Hiçbir şey söylemeden bana yaklaşıp elindeki bardağı uzattı. Cengiz bile bana bakmamaya çalışıyordu.

"Benimle konuşmayacak mısın?" dediğimde gözleri kısa bir süre beni buldu. Sonra yeniden başka tarafa bakamaya başladı.

"Suyunu al." dedi sert konuşmaya çalışarak.  Zincirli ellerimi öne doğru getirdiğimde sesleri duyan Cengizin yüzünde acı bir ifade oluşmuştu.

"Bana inanmak istiyorsun." dedim elindeki bardağı alarak. Gözleri ifadesiz bir şekilde bana döndü.

"Hayır. " dedi bakmaya devam ederek. Ama gözleri aynı şeyi söylemiyordu. Belki çok iyi anlamazdım insanların bakışlarını ama burada geçirdiğim kaç haftanın sonucunda Cengizi az daha olsun tanımıştım. Çok iyi ve yumşak bir kalbe sahipti ve o belki de buraya ilk ayak bastığımdan beri yanımda olan ilk kişi oldu. Beni buldukları ilk anda bile benden şüphe etmelerine rağmen beni korudu, o silah sesleri kulağımı batırırken beni rahatlatmaya çalıştı.

"Ben yapmadım Cengiz. " dedim yeniden bana bakmasını sağlayarak.

"Suyunu iç. " diyerek yüzünü diğer tarafa çevirdi yine.

"Ben yapmadım. " dedim tekrar. "Ben hiçbir şey yapmadım. " diyerek sesimi yükselttim. O ise aniden bana dönerek bağırdı.

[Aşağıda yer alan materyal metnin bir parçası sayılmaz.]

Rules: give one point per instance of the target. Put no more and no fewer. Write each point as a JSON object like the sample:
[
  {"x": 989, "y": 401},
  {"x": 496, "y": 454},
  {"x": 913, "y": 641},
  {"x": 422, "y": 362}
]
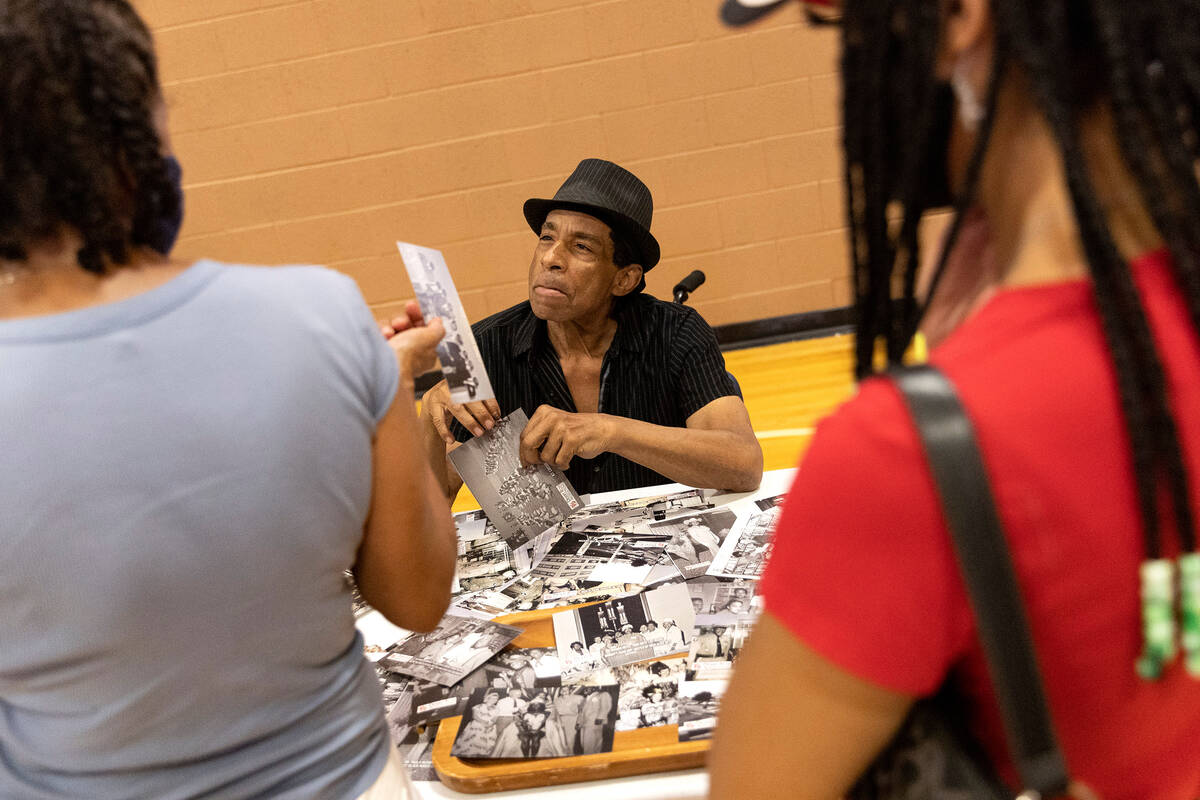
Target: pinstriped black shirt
[{"x": 663, "y": 366}]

"Kardeşlerim öldü!" Cengizin gözleri bile alev almıştı. "Benim kardeşlerim öldü! Sadece bir hafta önce omuz omuza savaştığım kardeşim, ben yaralandığımda beni orada bırakmayıp omuzunda taşıyan kardeşim öldü. " dedi gözleri dolarak. "Ve ben hiçbir şey yapamadım." dedi acıyla.

"Üzgünüm." dedim benim de gözlerim dolarken.

"Hayır, suçlusun. " dediğinde ağzımı yeniden açacakken izin vermedi.

"Komutanın odasından koordinatlarımızı alıp ispiyonlaya bilecek tek kişi sendin!" Dedi dişlerinin arasından. "Oradaki herkes senden önce de vardı. Ve hep birlikte savaştık. Bir tek sen...sen Gece." gözlerindeki öfke yerini çoktan acıya bırakmıştı.

"Ben yapmadım. " dedim tekrar. Kafasını alayla sallamaya başladı. "Kim yaptı o zaman?" dedi gözlerini bana dikerek. Cevap bekliyor gibi hiç çekmedi.

"Bilmiyorum." Bunun üzerinde yüzünde alaylı gülümseme oldu.

"Sen bile bilmiyorsun be Gece. Kendini bizim yerimize koysana. Aylardır savaştığın insanlardan mı şüphe edersin, yoksa sadece bir kaç haftadır gelen ve geldiği günden olaylar hiç eksik olmadan devam eden bir kızdan mı?" Ve ben hiçbir şey diyemedim. Haklıydı... Hayat yine bana çok büyük bir oyun oynuyordu. Beni kocaman bir çukura düşürmüş çıkmam için hiçbir dal bırakmamıştı.